Crackdown on DUI crashes has cops going after the alcohol supplier

If you’re having a Rockets watch party or any other gathering this weekend and you plan to serve alcohol you’ll want to hear this story.  A new initiative in Harris County has cops coming after, not only the drunk driver who causes a crash, but also the person who supplied the alcohol.  

A restaurant server has already been arrested under this new crackdown.  25-year-old Natalia Ortiz is now charged with selling alcohol to an intoxicated individual. She was working at El Muelle Seafood Restaurant when investigators say she served 11 drinks to a customer who left, caused a crash and killed a girl who was heading home from prom.

Although the crash that killed 18-year-old Jocelyn Valero was two years ago, investigators have just charged Ortiz. She isn't the drunk driver who was behind the wheel of the car that slammed into Valero and her date on prom. Ortiz is the waitress who served Edin Palacious the alcohol.

"At some point in the 11 or 12 drinks that she served him over a 2-hour period, he became obviously intoxicated and she continued to serve him,” says Sean Teare, the head of the Harris County DA’s Office Vehicular Crimes Division, and that, according to Teare, is a crime.

From now on, after every drunk driving crash, a new DA's office task force will go after not only the driver, but the person who gave them the alcohol.

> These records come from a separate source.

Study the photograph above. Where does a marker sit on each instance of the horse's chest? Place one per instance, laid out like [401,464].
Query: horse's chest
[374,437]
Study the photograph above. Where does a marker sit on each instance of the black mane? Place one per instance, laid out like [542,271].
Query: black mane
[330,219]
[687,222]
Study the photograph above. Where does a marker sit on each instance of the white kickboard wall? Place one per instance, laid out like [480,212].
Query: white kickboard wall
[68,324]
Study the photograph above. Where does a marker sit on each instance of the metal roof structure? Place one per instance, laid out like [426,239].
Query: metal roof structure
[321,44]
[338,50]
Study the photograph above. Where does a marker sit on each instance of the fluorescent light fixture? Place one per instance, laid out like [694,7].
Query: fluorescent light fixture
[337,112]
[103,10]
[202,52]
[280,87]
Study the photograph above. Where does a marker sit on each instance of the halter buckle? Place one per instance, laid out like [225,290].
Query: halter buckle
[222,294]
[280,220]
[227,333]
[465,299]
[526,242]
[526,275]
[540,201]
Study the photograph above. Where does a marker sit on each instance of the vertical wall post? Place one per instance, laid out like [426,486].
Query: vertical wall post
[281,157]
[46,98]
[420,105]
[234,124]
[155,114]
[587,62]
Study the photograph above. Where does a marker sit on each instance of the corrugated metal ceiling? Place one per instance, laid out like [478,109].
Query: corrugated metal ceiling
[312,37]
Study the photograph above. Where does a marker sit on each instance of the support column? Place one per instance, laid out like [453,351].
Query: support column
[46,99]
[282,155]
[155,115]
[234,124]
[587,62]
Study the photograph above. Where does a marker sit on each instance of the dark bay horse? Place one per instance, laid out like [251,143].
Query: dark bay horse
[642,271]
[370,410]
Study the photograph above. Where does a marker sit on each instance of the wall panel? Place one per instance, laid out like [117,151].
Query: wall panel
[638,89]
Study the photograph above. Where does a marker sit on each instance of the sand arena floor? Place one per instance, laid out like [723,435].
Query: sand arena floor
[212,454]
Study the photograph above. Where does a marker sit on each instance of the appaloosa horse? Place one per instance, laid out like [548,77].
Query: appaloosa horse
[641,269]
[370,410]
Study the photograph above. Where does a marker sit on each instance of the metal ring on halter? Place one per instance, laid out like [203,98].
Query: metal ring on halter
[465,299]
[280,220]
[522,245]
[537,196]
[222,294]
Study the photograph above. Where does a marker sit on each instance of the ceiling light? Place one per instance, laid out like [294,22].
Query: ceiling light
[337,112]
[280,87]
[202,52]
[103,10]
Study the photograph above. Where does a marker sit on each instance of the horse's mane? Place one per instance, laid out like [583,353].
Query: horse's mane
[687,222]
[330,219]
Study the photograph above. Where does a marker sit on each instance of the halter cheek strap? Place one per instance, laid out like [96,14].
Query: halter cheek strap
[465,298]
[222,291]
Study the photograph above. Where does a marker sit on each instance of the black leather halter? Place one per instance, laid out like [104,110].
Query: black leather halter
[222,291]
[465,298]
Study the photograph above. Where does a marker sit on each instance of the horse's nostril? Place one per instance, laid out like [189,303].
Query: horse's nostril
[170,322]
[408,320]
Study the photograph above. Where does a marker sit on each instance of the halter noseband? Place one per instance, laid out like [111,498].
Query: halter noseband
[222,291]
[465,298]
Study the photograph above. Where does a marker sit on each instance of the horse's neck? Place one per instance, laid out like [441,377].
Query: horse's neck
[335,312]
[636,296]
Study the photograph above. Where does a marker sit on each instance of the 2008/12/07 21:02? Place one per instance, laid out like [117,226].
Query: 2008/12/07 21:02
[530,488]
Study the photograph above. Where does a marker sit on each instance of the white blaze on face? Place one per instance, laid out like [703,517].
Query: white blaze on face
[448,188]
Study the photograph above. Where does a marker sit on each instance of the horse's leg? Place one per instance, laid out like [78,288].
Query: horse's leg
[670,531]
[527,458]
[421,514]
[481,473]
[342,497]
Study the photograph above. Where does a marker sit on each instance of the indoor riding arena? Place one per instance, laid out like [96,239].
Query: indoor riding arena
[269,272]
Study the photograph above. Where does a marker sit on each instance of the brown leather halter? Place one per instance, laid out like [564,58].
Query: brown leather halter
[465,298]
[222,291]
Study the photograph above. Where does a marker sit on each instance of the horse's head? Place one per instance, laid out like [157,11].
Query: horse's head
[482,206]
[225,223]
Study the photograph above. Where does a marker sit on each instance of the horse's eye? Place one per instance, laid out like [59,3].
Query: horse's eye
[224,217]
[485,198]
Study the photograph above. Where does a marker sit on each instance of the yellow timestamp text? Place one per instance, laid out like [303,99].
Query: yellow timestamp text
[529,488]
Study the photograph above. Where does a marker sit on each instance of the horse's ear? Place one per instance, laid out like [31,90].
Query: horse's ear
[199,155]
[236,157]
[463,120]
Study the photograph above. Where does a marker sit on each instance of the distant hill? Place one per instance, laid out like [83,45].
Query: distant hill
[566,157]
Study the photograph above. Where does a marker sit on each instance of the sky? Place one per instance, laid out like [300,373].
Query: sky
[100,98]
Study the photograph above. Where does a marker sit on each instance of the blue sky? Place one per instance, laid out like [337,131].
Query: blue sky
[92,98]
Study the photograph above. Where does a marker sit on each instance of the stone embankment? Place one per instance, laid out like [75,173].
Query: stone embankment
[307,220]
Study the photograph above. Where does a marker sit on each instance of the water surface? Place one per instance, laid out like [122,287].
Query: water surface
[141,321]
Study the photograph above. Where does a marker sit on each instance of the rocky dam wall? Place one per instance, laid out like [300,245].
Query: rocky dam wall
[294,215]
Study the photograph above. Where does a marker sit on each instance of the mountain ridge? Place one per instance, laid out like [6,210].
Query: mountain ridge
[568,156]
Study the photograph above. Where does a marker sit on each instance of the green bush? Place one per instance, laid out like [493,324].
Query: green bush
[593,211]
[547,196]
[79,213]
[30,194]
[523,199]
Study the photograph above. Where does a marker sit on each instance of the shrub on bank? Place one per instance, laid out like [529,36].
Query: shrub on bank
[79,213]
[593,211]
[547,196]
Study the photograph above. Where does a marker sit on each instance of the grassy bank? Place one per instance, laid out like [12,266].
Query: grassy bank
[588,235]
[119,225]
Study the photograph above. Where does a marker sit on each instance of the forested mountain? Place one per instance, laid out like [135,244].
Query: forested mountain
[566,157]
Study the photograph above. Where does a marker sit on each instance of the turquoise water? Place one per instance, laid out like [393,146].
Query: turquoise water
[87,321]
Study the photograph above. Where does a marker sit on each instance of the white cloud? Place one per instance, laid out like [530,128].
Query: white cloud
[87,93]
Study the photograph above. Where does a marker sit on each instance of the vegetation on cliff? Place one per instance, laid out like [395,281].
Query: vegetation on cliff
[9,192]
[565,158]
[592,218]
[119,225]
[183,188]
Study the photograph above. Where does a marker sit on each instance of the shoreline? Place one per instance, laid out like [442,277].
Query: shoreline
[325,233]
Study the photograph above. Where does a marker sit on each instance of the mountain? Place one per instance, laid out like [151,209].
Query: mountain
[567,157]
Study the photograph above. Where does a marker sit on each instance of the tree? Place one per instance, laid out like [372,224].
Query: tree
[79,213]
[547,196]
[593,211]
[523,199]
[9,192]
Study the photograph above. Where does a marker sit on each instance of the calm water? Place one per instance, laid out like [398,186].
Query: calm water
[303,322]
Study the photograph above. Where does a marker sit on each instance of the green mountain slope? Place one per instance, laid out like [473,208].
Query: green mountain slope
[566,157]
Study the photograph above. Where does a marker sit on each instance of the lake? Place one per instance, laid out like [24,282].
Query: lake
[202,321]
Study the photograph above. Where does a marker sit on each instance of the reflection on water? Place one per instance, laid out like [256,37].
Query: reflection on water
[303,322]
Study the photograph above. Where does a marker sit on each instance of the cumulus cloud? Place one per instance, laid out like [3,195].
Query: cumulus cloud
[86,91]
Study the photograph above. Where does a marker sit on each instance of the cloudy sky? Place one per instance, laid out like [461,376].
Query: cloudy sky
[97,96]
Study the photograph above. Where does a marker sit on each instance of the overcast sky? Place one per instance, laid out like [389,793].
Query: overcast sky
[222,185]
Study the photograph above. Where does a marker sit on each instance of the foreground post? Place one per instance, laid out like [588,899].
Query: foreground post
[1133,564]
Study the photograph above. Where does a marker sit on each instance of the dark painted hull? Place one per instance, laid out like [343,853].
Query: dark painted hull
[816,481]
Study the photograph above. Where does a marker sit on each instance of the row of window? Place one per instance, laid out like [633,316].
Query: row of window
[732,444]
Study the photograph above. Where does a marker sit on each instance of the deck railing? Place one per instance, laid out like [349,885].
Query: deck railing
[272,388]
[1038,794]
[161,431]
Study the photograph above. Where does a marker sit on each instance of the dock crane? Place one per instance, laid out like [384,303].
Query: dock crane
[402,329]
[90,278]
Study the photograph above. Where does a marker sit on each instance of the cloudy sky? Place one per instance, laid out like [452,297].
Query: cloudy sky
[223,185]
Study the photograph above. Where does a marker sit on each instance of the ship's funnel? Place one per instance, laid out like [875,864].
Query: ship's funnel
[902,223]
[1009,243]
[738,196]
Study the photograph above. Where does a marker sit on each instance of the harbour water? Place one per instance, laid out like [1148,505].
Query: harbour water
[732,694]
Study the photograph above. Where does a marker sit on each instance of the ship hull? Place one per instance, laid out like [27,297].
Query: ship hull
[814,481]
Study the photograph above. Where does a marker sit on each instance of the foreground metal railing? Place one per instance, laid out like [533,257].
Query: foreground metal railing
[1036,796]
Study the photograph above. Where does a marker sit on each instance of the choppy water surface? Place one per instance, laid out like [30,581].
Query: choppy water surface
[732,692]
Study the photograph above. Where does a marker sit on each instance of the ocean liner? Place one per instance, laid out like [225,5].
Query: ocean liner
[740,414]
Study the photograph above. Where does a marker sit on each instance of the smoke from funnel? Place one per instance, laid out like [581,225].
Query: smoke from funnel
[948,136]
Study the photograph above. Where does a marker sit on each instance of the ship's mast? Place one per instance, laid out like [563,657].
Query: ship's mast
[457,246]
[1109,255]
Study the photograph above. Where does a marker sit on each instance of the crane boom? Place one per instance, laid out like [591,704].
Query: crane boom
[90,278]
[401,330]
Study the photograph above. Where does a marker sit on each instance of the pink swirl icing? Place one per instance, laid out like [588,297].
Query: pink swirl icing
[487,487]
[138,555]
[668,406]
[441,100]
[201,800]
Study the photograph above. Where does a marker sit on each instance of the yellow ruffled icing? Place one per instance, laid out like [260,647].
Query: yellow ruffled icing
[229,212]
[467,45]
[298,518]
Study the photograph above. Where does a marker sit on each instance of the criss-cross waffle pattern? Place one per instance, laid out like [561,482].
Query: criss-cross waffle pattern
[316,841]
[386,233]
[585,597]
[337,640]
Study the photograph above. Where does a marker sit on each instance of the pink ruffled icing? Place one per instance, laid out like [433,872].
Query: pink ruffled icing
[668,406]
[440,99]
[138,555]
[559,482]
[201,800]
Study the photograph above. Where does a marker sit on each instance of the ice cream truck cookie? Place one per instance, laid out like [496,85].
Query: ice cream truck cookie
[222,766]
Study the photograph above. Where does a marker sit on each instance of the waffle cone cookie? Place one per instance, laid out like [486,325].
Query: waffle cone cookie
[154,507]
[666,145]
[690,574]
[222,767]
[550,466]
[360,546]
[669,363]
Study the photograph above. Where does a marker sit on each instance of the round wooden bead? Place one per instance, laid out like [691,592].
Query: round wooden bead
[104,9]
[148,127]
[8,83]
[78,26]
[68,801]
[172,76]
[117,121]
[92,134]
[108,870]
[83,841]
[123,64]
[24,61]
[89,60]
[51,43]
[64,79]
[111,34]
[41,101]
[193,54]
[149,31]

"We’re going backwards from these tragic fatality crashes and seeing where it starts," Teare says. 

Teare says the task force is currently looking at previous drunk driving cases, looking for who supplied the alcohol to the person who in turn got behind the wheel and killed someone.

"Serving alcohol comes with a great responsibility," Teare says. "It is a true responsibility that everyone needs to be aware of.” Teare says that’s why every server and bartender in Texas receives training regarding alcohol and when a customer should be cut off, but remember anyone having a house party or gathering and serving alcohol is also at risk of being charged.  So you may want to take note of the signs that someone has had too much to drink.  

“Typically, what you see is a gross loss of balance.They lose a lot of their mental faculties. Their words become slurred.  They don’t make quite as much sense," Teare says.

Palacious was recently sentenced to 32 years in prison.  Investigators say after Ortiz served him about a dozen drinks he then drove away from the restaurant, and four blocks away was stopped in the middle of the road when a Houston police officer came along and tried to pull him over.  Detectives say Palacious sped away. “And didn’t get very far, ran a red light and just snatched Jocelyn Valero’s life away,” Teare explains.

He says even if customers at a bar or restaurant are seated at a table together, a server still has the responsibility to know how much alcohol each person is consuming.  "If a table comes in and orders 12 drinks, that server needs to look and make sure that drink is in front of each person and not one person drinking all 12,” Teare says.

Every year for the last several years, Harris county has lead the nation in alcohol related fatalities. Teare says he hopes this new crackdown will change that.  "I truly do hope this gives everyone in the industry and everyone who serves alcohol to anyone pause and I hope we can save some lives.” 

Ortiz faces up to a year in jail and a $4,000 fine if found guilty of the Class A Misdemeanor she’s charged with.